I ducked to miss it. When I righted myself, I was forced to squint against a sudden light. A streetlight. Quickly, my eyes searched my surroundings as my veins flooded with adrenaline. There were buildings, roads, streetlights and the occasional vehicle passing by.

It was clear I was back in Detroit. But my chest still heaved from the rush of yet another nightmare. This time, I wasn't even asleep. I was wide awake, and that's what terrified me. It brought bumps to my clothed skin and an anxiety to my body.

Both of them felt so real. Both of them contained a black bird. What that meant for me, I did not know. I contemplated it on my trek back to Dick's apartment, but nothing came of it. I was only more confused than before.

None of it made sense due the randomness alone. What I'd seen tonight had nothing to do with people living, or people recently dead—it was all about people who had died many years ago.

I climbed the stairs of the building and let myself back into the apartment. Dick was asleep on the couch, slumped against the armrest like he'd fallen asleep waiting up for me. It wouldn't surprise me if he had. He'd done it before.

But that didn't stop me from feeling bad about it. Unlike me, Dick needed his sleep. Whenever he let me into his apartment, he didn't get any. The thought crossed my mind that maybe he should stop letting me in. That would certainly solve the problem.

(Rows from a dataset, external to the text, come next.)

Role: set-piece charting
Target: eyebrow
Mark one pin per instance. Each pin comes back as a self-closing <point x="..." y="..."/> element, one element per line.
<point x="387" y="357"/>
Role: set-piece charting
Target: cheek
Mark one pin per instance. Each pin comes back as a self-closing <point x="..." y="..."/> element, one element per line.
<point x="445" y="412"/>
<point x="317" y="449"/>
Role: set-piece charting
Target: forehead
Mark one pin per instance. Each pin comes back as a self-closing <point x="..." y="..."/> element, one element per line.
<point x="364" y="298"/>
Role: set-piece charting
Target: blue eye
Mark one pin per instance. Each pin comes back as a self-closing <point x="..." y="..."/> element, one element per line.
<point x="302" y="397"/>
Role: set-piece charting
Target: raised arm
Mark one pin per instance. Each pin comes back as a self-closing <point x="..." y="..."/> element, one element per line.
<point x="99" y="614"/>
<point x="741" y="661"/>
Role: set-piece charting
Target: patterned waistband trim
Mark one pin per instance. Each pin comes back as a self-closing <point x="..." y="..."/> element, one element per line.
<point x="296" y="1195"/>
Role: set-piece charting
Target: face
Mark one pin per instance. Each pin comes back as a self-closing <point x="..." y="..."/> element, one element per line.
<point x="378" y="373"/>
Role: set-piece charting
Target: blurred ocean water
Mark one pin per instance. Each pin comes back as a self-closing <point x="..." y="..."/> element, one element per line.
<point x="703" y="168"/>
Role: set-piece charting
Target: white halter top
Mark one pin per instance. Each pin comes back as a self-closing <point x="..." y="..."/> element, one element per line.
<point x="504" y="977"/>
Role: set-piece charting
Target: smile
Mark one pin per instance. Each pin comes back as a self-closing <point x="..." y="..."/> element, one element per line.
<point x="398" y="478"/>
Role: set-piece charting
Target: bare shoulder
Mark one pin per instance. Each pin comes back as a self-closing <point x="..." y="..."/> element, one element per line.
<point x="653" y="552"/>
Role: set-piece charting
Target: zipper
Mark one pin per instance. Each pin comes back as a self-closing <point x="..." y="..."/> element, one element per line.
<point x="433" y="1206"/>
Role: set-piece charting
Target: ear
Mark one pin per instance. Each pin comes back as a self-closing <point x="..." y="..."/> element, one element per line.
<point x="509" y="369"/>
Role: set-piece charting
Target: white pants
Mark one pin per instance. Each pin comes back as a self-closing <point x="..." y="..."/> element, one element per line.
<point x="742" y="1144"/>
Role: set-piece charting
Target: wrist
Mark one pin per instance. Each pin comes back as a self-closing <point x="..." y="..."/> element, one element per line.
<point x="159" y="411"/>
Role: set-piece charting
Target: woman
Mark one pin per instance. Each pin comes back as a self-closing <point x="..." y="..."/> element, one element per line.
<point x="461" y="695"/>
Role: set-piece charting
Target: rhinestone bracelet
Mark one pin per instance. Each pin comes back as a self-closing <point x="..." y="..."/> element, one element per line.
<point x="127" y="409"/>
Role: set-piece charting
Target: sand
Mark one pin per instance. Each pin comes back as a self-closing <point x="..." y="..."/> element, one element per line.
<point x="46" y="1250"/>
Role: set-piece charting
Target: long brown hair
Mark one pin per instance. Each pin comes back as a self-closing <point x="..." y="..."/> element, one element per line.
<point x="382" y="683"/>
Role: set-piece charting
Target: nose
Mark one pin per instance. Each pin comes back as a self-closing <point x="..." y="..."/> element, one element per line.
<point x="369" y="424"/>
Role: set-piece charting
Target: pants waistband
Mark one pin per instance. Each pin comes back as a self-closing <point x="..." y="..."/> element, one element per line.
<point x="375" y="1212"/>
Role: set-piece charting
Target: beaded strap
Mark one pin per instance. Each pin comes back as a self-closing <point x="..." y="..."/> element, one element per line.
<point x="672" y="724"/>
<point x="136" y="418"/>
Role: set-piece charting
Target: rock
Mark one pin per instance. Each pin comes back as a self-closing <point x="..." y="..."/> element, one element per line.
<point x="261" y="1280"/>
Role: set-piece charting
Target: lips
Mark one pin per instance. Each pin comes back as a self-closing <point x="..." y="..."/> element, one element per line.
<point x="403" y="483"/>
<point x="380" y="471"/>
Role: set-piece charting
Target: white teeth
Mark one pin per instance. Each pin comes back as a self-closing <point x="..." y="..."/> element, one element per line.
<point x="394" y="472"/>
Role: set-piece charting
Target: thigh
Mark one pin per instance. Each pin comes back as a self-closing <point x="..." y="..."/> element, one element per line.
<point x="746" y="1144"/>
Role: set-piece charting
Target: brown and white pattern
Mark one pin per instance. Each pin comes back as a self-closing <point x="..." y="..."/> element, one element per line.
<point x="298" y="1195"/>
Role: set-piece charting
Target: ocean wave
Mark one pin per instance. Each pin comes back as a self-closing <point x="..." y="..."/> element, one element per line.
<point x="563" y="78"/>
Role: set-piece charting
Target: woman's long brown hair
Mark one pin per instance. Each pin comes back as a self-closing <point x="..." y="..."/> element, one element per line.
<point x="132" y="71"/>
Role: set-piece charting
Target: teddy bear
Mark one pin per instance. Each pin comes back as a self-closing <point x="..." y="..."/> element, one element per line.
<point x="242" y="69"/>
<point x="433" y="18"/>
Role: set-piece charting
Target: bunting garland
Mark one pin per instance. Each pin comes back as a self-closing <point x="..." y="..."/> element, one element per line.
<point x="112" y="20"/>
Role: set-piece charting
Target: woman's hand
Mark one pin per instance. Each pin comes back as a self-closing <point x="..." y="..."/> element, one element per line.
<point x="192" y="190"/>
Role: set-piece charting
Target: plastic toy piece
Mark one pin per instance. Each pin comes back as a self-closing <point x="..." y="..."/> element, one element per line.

That was unlikely to happen, though, so I ignored the thought as I crossed the threshold. I unbuttoned my jacket and draped it over the back of the couch. Carefully as not to wake him, I lowered myself onto the couch cushion, folding my left leg beneath me.

The youthfulness of his face made him look so peaceful when he slept. I exhaled deeply, trying to calm myself as I propped my elbow against the back of the couch, leaning my left temple against my knuckles. It'd been a long night. A night that was almost over.

A faint cyan was beginning to glow through the dirty windows of the apartment. I was not at all looking forward to my day job. Working in an office was never something I wanted, but it was something I agreed to out of necessity.

After a few moments of sitting, i went to the bedroom and pulled the blanket off the bed, then carried it back to the couch. I gently draped it over Dick's body before sitting back down in my place on the cushion.

It never bothered me—sitting in silence with nothing to do. My muscles never had a severe enough itch to move to be bothered by sitting still. I resumed my position against the back of the couch, angled toward Dick.

Watching him sleep was enough to pass the time. It wouldn't be long before the alarm would blare anyway. Looking at him made me think of what i'd seen—also, what i'd almost seen. Absentmindedly, I reached out and brushed his hair aside from his forehead.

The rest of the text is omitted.